Un Eté 44 ne les oublie pas dans cet hommage musical, qui ne tombe jamais dans la facilité d’un manichéisme de base, ni dans le piège de clichés larmoyants, s’attachant au contraire au point de vue des personnages, dans une mise en scène astucieuse, et des décors relativement minimes mais suffisants pour recréer l’atmosphère. Sa distribution, composée d’artistes inconnus du théâtre musical, révèle une troupe au talent impeccable. Sans jamais crier, ni surjouer, tous sont vocalement parfaits et impressionnants de justesse dans leur interprétation. A l’image de leurs personnages, ils oscillent entre fraicheur et gravité, offrant un jeu touchant et authentique. Citons notamment Tomislav Matosin et son timbre rocailleux ou Nicolas Laurent, âgé d’à peine 17 ans, étonnant de sincérité. Quant à Barbara Pravi, elle offre une interprétation du titre d’Aznavour « Seulement connu de Dieu », particulièrement remarquable. Une prestation à capella, osons le dire, sublime, avant un chorus final signé du maitre en la matière : Jean-Jacques Goldman.

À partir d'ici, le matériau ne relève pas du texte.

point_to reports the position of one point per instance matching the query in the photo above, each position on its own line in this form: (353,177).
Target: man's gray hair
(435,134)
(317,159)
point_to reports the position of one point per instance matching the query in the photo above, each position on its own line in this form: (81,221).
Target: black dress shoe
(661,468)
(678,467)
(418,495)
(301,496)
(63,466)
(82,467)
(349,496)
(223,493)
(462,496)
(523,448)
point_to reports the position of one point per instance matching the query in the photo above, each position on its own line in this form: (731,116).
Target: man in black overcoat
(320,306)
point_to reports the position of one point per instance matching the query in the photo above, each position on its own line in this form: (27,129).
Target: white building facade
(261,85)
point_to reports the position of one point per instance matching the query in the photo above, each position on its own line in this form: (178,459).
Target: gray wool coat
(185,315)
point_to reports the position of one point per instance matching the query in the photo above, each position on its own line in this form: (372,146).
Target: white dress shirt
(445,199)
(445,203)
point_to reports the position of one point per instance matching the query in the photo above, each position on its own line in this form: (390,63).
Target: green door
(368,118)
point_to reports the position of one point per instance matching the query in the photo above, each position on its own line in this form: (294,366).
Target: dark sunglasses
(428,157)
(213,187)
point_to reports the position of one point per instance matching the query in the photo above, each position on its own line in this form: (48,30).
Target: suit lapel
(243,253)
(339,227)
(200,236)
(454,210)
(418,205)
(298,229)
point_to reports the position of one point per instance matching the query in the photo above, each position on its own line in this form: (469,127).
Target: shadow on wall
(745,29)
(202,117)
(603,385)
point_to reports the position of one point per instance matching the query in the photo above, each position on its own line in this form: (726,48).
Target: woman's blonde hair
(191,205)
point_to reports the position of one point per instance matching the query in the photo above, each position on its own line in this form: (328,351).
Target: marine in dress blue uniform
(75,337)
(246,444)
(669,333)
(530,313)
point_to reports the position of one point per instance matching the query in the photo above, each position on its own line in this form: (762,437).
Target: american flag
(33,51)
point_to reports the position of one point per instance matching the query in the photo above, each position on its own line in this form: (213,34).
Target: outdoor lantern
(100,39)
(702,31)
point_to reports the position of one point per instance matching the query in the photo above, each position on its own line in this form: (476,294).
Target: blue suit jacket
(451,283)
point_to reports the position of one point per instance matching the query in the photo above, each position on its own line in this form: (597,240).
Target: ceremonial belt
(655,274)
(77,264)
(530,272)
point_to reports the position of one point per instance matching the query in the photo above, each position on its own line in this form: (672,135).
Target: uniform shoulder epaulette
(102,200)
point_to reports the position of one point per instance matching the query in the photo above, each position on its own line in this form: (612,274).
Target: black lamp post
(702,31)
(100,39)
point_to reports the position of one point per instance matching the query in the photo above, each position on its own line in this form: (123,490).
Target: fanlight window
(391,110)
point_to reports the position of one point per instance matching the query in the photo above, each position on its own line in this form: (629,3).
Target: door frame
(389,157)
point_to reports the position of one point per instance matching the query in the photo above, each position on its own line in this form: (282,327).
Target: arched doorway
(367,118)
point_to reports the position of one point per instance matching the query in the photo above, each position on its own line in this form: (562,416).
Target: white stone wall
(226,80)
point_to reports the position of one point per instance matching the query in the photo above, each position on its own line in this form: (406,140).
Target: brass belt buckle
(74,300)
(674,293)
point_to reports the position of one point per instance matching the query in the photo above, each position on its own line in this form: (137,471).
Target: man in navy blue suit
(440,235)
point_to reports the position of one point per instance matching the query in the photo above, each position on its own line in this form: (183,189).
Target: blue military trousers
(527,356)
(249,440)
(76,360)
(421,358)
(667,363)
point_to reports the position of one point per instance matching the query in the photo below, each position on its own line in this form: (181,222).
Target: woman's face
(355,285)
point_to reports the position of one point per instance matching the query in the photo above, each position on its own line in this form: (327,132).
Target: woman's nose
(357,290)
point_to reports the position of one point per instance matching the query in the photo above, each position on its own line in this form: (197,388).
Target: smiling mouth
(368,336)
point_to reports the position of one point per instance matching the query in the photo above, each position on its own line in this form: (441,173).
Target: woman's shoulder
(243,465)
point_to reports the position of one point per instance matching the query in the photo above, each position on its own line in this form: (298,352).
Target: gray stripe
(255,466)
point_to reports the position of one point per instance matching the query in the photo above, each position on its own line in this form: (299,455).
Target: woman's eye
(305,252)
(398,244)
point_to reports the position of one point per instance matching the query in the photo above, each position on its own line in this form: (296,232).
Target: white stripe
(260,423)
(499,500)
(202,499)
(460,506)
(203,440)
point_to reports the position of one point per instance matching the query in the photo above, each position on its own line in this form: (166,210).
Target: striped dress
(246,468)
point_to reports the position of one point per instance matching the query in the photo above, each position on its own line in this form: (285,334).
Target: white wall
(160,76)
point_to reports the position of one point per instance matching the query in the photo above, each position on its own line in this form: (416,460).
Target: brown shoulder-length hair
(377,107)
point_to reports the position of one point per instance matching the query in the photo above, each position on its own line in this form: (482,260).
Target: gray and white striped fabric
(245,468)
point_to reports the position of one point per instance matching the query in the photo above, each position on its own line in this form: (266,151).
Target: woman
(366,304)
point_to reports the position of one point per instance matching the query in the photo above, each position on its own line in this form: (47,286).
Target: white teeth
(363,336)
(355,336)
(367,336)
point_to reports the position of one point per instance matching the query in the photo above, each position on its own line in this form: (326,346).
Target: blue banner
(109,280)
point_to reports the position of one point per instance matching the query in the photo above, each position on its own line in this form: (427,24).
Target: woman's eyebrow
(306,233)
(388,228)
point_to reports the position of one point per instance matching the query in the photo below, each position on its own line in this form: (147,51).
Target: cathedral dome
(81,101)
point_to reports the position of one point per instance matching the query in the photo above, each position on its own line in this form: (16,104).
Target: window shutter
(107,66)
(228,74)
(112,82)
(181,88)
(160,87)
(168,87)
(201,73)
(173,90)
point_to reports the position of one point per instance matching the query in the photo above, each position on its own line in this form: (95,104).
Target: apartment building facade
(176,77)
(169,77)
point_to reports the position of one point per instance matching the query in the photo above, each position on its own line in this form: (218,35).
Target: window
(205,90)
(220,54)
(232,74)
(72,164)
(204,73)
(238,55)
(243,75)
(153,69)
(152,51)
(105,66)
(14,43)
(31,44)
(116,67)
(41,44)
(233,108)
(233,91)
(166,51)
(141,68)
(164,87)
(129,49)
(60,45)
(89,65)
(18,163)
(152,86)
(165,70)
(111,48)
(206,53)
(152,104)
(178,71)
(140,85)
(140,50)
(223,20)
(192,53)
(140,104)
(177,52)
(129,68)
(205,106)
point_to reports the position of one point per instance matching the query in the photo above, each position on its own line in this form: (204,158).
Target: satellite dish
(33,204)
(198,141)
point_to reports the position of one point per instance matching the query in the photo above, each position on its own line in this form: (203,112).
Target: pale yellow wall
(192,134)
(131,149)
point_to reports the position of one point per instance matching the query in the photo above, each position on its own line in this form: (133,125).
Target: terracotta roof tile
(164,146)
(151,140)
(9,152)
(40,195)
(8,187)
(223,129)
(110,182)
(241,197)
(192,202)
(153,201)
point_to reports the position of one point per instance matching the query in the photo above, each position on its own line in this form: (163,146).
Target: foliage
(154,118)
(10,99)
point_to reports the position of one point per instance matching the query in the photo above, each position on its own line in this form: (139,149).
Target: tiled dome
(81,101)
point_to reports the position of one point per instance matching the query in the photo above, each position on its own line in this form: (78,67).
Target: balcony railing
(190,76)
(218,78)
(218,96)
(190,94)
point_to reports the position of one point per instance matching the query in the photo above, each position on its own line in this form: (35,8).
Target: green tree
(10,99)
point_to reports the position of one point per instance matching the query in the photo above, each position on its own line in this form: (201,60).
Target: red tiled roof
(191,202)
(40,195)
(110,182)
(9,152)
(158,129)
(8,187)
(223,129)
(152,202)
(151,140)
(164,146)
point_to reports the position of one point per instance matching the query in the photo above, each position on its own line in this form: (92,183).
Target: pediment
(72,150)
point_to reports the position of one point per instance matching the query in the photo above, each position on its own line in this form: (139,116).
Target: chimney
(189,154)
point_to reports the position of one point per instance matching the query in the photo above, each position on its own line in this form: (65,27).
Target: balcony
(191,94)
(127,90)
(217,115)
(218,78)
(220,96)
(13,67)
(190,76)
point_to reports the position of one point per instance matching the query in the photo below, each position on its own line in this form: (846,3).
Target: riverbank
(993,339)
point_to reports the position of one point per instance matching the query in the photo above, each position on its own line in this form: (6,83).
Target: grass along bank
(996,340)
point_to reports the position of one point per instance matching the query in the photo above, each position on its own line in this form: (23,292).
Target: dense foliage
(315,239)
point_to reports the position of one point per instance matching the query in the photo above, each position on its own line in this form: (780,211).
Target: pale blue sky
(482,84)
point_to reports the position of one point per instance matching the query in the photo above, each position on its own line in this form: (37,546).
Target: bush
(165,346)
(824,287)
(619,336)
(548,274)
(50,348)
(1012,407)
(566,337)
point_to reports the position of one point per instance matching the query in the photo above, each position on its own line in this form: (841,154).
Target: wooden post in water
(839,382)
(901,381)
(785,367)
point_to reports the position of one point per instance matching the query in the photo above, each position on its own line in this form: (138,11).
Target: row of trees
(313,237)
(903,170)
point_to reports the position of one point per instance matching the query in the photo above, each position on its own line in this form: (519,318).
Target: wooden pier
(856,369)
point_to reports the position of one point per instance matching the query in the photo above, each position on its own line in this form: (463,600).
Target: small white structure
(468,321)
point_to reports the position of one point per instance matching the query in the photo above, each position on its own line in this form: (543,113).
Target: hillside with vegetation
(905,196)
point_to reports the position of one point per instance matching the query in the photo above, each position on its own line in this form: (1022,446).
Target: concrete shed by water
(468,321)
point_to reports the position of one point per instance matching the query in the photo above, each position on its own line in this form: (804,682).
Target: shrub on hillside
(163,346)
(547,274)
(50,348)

Sans danseur, sans effets spéciaux, sans débauche de moyens superficiels, à mi-chemin entre concert et road-movie musical, Un Été 44 se révèle définitivement un spectacle pas tout à fait comme les autres. La force de son histoire, la qualité de ses chansons, le talent et l’authenticité de sa troupe entre solos émouvants et ensembles festifs, en font un musical profond et magnifique, source de nombreux frissons. Soixante-dix ans après le débarquement, les armes de ces artistes ont visé juste : le cœur est touché.